Other, unspecified errors.

Examples

  1. To convert a input.mseed file to big endian byte order and a record size of 512 bytes use:

    mseed2mseed --byte-order=BIG-ENDIAN --record-size=512 ./input.mseed > output.mseed
  2. Your field data contain the recorder unit number (something like e3100) in the station id field of the miniSEED file. However, for processing you would rather work with the name of the seismic station (in this example ABCDE is used). To selectively change the station id in the miniSEED header for all files found in the input directory use the following command:

    mseed2mseed --match-station=e3100 --set-station=ABCDE -output-dir=./output ./input

    Afterwards you can pick up the updated data set, i.e. the modified miniSEED files as well as the unmodified files (recorded by a different unit) in the output directory.

  3. To remove the location id from all input files in the ./input directory, you would use one of the two following commands:

    mseed2mseed --set-location= --output-dir=./modified ./input
    mseed2mseed --set-location=RESET --output-dir=./modified ./input

    Please note that the RESET keyword can also be used if you work with a rule file (see option --rules).

  4. To change the channel id from p0 to EHZ for all files sampled with 100Hz you could use the following command:

    mseed2mseed --match-channel=p0 --equals-sample-rate=100 --set-channel=EHZ --output-dir=./modified ./input
  5. Due to a firmware bug, some of the GPS receivers providing time information to your loggers malfunction (the date is off by precisely two years). Now your field data contains files recorded in 2013 (correct) and miniSEED files that were seemingly recorded in 2011 (wrong). To correct the wrong date you could used the following:

    mseed2mseed --before-time=2012-01-01 --shift-time=+63072000 --output-dir=./corrected-time ./raw-data

    This will add two years (2*365*24*60*60=63072000) to all files that were (seemingly) recorded before the year 2012.

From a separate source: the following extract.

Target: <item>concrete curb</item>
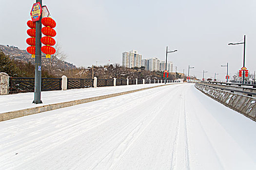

    Watch out for leap years and leap seconds when working with "times"! The mseed2mseed utility will blindly shift the start times by the given offset and ignore any intricacies of the Gregorian calendar.
  6. Use the following command to correct faulty times in miniSEED records that were caused by the GPS week number rollover (WNRO) bug:

    mseed2mseed --bugfix-gps-epoch --output-dir=./corrected-time ./raw-data

    The command above is functionally equivalent to executing the two commands:

    mseed2mseed --before-time=2001-12-31 --shift-time=619315200 --output-dir=./temp ./raw-data
    mseed2mseed --after-time=2031-01-01 --shift-time=-388961152 --output-dir=./corrected-time ./temp
    It is not necessary to also consider the leap seconds that were added during the last GPS epoch. The leap second information transmitted by the GPS satellites (and used by the recorder) is correct for the moment of recording. It is only the problem of determining the correct epoch that the loggers dont know how to handle!

Files

$GIPPTOOLS_HOME/bin/mseed2mseed

The mseed2mseed "program". Usually just a symbolic link pointing to the standard GIPPtools start script.

$GIPPTOOLS_HOME/bin/gipptools

The GIPPtools start script. Almost all utilities of the GIPPtools package are started from this shell script.

See also

gipptools(1), cube2ascii(1), cube2mseed(1), cube2segy(1), cubeevent(1), cubeinfo(1), mseed2ascii(1), mseed2pdas(1), mseed2segy(1), mseedcut(1), mseedinfo(1), mseedrecover(1), mseedrename(1)

Bugs and caveats

  • The minimal "work unit" of the mseed2mseed utility is a complete miniSEED record! Use the mseedcut program for sample precise cutting.

  • The mseed2mseed utility is only intended for modifying miniSEED header fields. It will not change the actual time series data contained in the input.
    However, changing byte order, record size or encoding method forces seed2mseed to re-encoded the input data. Due to the re-encoding, the resulting output might differ from the input in more than just the modified header fields! Nevertheless, looking at the actual samples (e.g. with mseed2ascii) shows that the actual values of the time series have not changed!

  • Mseed2mseed has way to many command line options. Sorry! Maybe consider using a rule file (see option --rules) to shorten your command line?